Сам особняк прекрасен, он находится за городом, на многих акрах зеленой лужайки, темный камень возвышается над ней в конце длинной извилистой подъездной дороги, окруженной железными фонарными столбами. В нем есть некая старинная красота, которую я могу оценить. Когда Тео впускает меня в парадную дверь и говорит, что дал персоналу выходной, я вижу, что это переходит и в интерьер. Полы из темного дерева, стены темно-зеленого цвета, в доме царит уютная атмосфера, которой я не ожидала от особняка. Он совершенно не похож на тот, в котором я прожила всю свою жизнь.
— Мы..., — прочистил он горло. — Мы могли бы сначала выпить, если хочешь.
Он выглядит почти неловко, и это меня пугает. Ты на двадцать с лишним лет старше меня, хочу я сказать. Почему ты ведешь себя так, будто тебе шестнадцать и ты впервые пытаешься соблазнить девушку?
Я не знаю, что сказать в ответ. Сказать ему, что я бы предпочла просто покончить с этим, звучит грубо, но я не вижу смысла в том, чтобы выпивать и затягивать это. Я помню, что он сказал мне, что надеялся на дружеское общение с женой, и знаю, что, выпивая с ним, мы лишь обманемся в ложных представлениях о том, что это такое - чем мы можем быть вместе. Но я также знаю, что это то, что я должна делать. Чем больше я смогу заставить Тео думать, что он мне нужен, даже что он мне небезразличен, тем легче будет сделать то, что нужно Николаю.
У меня нет причин чувствовать себя виноватой. Как мне рассказывали, Тео причинил нашей семье глубокую боль. Но...
Не думай об этом, говорю я себе, понимая, что он все еще ждет от меня ответа.

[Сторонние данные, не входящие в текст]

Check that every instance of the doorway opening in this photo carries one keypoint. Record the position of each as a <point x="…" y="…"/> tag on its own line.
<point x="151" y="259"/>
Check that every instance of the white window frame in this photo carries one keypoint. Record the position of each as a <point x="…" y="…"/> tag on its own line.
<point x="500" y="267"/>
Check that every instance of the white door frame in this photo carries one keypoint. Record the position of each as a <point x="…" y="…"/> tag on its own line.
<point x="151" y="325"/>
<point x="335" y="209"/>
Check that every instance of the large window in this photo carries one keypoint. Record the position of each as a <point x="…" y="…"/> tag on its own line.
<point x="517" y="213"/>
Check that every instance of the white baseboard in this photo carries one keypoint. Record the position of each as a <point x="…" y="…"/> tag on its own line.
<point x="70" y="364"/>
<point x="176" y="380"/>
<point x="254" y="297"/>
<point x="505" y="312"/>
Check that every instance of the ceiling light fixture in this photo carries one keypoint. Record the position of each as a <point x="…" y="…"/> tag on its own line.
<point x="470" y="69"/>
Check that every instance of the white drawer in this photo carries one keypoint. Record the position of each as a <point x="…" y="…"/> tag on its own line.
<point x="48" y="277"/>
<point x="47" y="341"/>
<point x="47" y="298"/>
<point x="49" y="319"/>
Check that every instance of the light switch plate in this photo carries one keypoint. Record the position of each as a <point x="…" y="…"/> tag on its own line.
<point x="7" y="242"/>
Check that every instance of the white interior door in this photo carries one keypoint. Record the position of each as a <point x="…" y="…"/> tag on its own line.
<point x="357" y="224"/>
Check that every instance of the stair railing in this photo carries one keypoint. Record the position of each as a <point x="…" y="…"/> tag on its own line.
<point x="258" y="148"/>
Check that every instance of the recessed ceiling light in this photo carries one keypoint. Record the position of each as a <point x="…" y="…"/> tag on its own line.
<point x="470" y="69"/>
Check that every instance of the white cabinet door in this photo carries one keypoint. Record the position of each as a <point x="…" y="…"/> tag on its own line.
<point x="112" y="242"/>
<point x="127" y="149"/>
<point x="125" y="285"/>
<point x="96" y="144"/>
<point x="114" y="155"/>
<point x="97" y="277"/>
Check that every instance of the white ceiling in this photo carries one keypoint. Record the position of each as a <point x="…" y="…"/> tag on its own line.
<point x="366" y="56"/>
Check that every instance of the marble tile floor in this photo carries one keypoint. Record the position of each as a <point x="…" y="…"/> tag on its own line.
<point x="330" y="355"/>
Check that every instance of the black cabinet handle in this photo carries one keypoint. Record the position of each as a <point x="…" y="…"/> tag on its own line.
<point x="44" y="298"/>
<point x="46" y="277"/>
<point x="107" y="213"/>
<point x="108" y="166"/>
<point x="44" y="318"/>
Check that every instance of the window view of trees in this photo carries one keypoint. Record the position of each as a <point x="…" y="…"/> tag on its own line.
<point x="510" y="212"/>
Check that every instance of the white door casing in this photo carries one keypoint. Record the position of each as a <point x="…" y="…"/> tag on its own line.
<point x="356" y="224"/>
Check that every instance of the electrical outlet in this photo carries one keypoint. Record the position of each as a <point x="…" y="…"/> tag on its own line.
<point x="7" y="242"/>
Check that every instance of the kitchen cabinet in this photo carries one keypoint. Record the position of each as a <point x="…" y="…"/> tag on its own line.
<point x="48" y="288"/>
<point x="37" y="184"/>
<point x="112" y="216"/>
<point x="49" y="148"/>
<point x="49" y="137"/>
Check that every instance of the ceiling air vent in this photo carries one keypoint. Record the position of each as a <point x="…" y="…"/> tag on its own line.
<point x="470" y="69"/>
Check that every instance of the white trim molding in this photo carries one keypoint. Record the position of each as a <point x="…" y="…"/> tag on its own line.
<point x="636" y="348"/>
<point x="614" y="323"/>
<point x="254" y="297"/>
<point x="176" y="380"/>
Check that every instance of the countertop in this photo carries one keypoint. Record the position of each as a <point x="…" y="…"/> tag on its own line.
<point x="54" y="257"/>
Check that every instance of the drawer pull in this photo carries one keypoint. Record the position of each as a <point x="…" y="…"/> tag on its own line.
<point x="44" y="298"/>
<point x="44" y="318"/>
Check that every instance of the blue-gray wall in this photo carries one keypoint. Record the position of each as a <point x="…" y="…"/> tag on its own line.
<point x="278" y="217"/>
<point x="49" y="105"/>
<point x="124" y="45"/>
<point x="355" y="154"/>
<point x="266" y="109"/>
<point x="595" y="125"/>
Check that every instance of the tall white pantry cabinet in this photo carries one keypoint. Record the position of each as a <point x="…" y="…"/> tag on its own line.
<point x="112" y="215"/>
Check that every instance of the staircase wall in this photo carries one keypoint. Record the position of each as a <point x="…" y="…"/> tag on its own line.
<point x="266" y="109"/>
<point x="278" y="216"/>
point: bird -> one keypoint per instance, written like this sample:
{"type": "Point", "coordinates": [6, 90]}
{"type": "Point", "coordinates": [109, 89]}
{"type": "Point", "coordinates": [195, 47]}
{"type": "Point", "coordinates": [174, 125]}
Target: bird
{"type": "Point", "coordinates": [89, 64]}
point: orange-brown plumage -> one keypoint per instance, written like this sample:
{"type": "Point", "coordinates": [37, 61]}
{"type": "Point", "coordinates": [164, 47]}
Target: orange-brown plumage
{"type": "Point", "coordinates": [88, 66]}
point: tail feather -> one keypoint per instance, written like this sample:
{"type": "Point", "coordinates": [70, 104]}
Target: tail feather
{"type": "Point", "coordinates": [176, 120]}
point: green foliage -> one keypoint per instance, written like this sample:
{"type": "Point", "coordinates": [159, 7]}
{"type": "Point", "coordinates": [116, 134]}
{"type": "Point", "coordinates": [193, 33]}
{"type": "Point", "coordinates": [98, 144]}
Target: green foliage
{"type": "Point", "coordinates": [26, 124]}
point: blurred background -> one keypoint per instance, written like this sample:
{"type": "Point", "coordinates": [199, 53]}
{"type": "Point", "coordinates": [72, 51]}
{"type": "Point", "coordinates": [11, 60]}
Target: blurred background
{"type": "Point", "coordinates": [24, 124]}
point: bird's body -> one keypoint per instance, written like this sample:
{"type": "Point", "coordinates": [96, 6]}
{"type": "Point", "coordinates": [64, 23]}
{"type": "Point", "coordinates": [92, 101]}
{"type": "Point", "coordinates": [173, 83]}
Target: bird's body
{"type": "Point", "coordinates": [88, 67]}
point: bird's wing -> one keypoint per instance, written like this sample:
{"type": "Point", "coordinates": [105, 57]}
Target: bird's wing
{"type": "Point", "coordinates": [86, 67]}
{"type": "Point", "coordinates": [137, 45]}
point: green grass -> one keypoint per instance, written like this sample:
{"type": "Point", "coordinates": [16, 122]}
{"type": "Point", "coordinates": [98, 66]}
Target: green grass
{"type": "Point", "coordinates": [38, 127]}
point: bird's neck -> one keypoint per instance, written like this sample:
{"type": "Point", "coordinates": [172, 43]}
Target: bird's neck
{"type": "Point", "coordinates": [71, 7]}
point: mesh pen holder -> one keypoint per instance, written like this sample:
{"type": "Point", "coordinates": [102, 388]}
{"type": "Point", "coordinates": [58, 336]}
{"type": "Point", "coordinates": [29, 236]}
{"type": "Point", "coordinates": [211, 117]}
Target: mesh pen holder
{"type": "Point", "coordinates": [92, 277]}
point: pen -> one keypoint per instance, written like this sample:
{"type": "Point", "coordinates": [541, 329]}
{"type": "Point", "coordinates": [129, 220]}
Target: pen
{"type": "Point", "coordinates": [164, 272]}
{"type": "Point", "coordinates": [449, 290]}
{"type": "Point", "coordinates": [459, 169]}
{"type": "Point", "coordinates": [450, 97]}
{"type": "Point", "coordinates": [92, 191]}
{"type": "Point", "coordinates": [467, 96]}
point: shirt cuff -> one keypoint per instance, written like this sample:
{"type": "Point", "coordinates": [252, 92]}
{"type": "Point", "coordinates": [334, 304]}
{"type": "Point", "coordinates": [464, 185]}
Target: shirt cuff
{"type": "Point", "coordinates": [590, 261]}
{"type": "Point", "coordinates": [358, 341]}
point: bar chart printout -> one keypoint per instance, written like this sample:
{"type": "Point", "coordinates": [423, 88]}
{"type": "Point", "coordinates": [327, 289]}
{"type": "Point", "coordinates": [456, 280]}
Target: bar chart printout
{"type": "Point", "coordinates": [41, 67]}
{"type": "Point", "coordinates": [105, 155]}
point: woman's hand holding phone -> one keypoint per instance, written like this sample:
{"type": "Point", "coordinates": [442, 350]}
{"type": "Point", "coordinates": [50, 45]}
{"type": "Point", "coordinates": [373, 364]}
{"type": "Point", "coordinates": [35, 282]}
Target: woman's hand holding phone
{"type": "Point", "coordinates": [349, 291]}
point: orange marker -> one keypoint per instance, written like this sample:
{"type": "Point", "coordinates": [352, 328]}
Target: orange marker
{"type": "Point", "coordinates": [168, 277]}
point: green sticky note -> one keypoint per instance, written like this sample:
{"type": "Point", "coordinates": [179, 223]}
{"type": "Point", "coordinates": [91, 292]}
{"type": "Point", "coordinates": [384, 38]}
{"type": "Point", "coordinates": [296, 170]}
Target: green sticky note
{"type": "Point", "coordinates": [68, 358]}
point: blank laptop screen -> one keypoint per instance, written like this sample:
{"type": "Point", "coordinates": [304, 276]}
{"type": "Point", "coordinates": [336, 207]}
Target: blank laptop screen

— Было бы неплохо выпить, — говорю я ему. — Может, шампанского? Что-нибудь для праздника.
— Я думал о виски, для себя, — со смехом говорит он, ведя меня по коридору к большой комнате с огромным камином в одном конце, перед которым стоят плюшевые бархатные и кожаные диваны темно-зеленого и темно-коричневого цветов. — Но я думаю, что смогу найти бутылку шампанского, чтобы открыть ее для тебя.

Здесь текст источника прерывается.